The two officers failed to redirect, warn or signal traffic away from the scene and/or position their police cruiser in such a way that would protect Ray, the suit says.

The fact that Ray was handcuffed during this time was excessive because the plaintiff was placed in a “dangerous and vulnerable position in the middle of the roadway,” the complaint reads.

The suit also contends that no law enforcement officers were threatened with physical harm or from the risk of flight by Ray, and that the application of handcuffs “unnecessarily prolonged” Ray’s exposure on the roadway and threatened his physical well-being from the “foreseeable risk of harm from oncoming traffic.”

Ray was ultimately hit by a driver traveling in the northbound, right-hand lane of Jefferson Avenue, the suit states.

Markley, the complaint states, “removed himself to safety,” but left Ray “vulnerable, immobilized, handcuffed and exposed to serious bodily injury or death.”

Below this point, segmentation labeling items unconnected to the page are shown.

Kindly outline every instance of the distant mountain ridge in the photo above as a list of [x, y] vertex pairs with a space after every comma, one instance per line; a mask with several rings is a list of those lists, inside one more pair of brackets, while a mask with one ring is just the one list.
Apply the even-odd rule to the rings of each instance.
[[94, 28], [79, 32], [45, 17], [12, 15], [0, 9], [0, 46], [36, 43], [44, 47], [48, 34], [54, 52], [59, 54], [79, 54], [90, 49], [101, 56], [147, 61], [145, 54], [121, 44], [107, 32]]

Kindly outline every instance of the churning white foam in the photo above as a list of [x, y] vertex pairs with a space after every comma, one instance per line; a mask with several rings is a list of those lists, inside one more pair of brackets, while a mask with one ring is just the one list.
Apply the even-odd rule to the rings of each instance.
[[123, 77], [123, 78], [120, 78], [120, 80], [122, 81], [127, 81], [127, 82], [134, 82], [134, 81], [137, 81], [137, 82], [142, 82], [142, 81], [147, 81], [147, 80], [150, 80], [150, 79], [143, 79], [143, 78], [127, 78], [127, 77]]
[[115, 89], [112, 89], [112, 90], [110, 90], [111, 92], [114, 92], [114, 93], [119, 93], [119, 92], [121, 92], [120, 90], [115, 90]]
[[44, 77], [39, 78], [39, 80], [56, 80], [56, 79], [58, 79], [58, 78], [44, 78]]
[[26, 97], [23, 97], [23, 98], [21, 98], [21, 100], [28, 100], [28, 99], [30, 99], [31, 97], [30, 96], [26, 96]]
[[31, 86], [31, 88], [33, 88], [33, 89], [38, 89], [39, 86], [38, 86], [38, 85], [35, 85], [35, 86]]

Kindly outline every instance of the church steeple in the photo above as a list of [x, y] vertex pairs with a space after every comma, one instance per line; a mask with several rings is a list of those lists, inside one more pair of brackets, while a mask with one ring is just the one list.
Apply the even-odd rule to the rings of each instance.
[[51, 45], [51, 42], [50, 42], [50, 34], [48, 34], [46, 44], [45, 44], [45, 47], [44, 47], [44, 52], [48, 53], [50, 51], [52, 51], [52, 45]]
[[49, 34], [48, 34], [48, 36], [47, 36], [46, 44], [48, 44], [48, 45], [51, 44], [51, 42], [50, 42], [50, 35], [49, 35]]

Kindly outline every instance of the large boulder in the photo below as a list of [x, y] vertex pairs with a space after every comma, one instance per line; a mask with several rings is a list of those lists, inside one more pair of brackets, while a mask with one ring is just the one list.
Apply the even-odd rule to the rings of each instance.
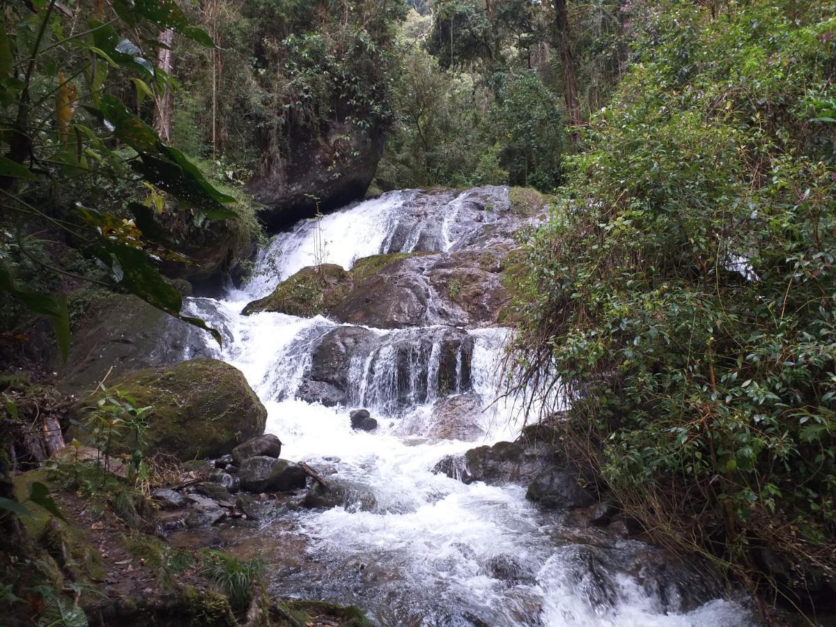
[[[148, 450], [181, 459], [217, 457], [236, 443], [264, 431], [267, 410], [243, 374], [217, 359], [191, 359], [171, 368], [148, 368], [110, 380], [108, 391], [76, 403], [71, 417], [84, 424], [97, 401], [115, 390], [133, 397], [138, 407], [150, 406], [145, 440]], [[83, 430], [73, 435], [88, 439]], [[121, 448], [130, 450], [130, 442]]]
[[507, 252], [502, 246], [374, 255], [348, 272], [334, 264], [310, 266], [249, 303], [243, 313], [322, 314], [376, 329], [495, 324], [508, 300], [502, 273]]
[[304, 487], [308, 480], [298, 465], [264, 455], [244, 460], [238, 477], [241, 487], [251, 492], [291, 492]]
[[268, 457], [279, 457], [282, 455], [282, 441], [272, 433], [256, 436], [232, 449], [232, 460], [241, 466], [247, 457], [263, 455]]
[[131, 294], [95, 296], [84, 297], [85, 313], [73, 329], [69, 357], [55, 366], [55, 385], [62, 391], [80, 395], [105, 376], [110, 382], [145, 368], [174, 365], [186, 355], [212, 356], [206, 331]]
[[283, 156], [273, 156], [274, 141], [265, 134], [264, 163], [247, 189], [264, 205], [259, 217], [270, 230], [365, 195], [383, 155], [385, 133], [380, 123], [373, 122], [368, 130], [353, 124], [349, 118], [355, 115], [344, 104], [335, 120], [322, 122], [316, 130], [290, 124], [285, 129], [288, 154]]
[[528, 485], [526, 498], [550, 509], [574, 509], [596, 502], [593, 493], [580, 486], [578, 479], [577, 472], [543, 468]]
[[368, 486], [330, 478], [324, 485], [311, 486], [302, 505], [310, 509], [344, 507], [349, 512], [370, 512], [377, 507], [377, 498]]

After being run over by the vehicle, Ray had to be airlifted to Mercy Hospital, which is affiliated with the University of Pittsburgh Medical Center, where he received treatment for severe injuries to his head, face and hips.

The actions of Cain and Markley, the suit claims, reflect a “manifest failure” of the City of Washington Police Department to properly train its officers on how to protect individuals in police custody.

The driver of the vehicle that ran over Ray, who was not identified by name in the civil action, pleaded guilty in the spring of 2012 to driving under the influence of alcohol, the record shows.

He was able to be placed into the Accelerated Rehabilitative Disposition, or ARD, program, in which offenders are eligible to have their records expunged upon completion.

In the lawsuit, Ray claims that as a victim, he was never afforded the opportunity to weigh in on the driver’s sentence, which the plaintiff feels was lenient given the circumstances.

Ray claims he was denied his substantive and procedural due process rights under the law.

The suit also contains counts of excessive force, battery, state-created danger, and a failure to train count against the municipal defendants.

Ray seeks unspecified compensatory and punitive damages, along with costs, attorneys’ fees and other legal relief.

Ray is being represented by Pittsburgh attorneys Gary J. Ogg and David Kennedy Houck of the firm Ogg, Murphy & Perkosky.

 

The federal case number is 2:13-cv-01483-DSC.